On Sunday night, Saudi Arabia admitted defeat in its attempt to maintain high world oil prices. They acknowledged being bested by the realities of the oil markets and consequently cut prices to their lowest point in over two years. OPEC+ (mainly Saudi Arabia and Russia) did not discuss further production cuts, only providing the usual details for next month’s loadings.
OPEC+ had already claimed to reduce production by 2.2 million barrels per day in an effort to balance the market, with little lasting impact. This led to Angola leaving OPEC, and other African producers refused to discuss baseline quotas and caps.
Following December’s inconclusive attempts by OPEC+ to stabilize oil prices after the brief boost from the October 7 Hamas attack on Israel, markets were hoping for more discussions on production cuts to support prices.
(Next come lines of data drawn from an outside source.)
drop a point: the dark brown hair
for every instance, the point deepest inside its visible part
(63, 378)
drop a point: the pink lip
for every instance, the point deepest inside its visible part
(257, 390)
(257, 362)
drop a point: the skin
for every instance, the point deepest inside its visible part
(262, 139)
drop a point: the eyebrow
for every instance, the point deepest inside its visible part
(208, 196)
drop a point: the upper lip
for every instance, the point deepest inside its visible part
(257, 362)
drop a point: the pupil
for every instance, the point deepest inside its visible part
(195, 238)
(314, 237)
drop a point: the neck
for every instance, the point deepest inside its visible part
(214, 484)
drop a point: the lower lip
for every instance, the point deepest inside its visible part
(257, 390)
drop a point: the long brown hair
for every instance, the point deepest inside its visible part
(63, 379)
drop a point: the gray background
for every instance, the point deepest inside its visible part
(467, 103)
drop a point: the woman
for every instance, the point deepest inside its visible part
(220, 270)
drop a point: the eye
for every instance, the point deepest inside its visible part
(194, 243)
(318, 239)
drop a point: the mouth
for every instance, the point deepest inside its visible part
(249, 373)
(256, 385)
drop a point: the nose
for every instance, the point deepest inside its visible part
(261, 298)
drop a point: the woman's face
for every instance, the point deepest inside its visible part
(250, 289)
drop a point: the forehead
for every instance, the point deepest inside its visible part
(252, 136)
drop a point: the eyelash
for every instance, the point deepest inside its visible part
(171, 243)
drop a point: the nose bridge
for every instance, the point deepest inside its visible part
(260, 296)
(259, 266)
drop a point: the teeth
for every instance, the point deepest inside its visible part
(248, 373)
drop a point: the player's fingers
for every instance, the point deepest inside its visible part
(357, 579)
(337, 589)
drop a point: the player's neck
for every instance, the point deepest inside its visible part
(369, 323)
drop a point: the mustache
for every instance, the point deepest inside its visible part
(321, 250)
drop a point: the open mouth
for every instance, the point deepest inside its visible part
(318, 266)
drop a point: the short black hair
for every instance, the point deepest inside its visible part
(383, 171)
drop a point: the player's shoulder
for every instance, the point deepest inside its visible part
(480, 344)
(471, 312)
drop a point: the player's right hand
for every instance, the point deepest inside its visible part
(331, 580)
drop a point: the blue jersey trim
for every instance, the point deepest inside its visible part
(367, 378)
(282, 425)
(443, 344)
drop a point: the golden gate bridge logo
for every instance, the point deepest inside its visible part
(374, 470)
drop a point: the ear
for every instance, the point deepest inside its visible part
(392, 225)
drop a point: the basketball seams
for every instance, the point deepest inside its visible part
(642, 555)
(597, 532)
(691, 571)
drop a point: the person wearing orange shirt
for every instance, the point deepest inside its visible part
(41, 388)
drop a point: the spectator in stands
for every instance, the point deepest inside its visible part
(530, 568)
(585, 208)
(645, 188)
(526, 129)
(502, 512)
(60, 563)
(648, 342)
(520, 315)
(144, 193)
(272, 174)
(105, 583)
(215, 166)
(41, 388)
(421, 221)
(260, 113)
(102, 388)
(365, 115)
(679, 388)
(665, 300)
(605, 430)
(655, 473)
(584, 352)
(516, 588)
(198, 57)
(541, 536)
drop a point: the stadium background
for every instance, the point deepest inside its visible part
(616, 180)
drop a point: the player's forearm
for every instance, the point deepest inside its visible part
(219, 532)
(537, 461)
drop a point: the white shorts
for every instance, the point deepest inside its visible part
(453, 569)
Attacks on shipping in the Red Sea by Houthi militants from Yemen (supported by Iran) briefly raised prices but had no lasting impact.
Major oil traders are still sending large crude cargoes through the Red Sea and Suez Canal, with only Western-owned container and other vessels being targeted.
On Sunday, Saudi Arabia cut the February official selling price (OSP) of its flagship Arab Light crude to Asia to the lowest level in 27 months, reducing it by $US2 a barrel. This move indicates Saudi Arabia’s intention to maintain market share and compete against cheaper crudes from Iran and Russia.
The United States is also contributing to lower oil prices, producing approximately 13.2 million barrels of crude per day in the last week of 2023, while its inventories of gasoline and distillate both increased by more than 10 million barrels. US crude exports also rose by more than 1 million barrels per day to a record 5.2 million barrels per day during the same period.
On Monday and Tuesday, the market’s response to this news was a sell-off, with US West Texas-style crude and Brent losing more than 3% before stabilizing during Tuesday’s Asian session. These falls more than reversed the 2% gain in the first trading week of 2024.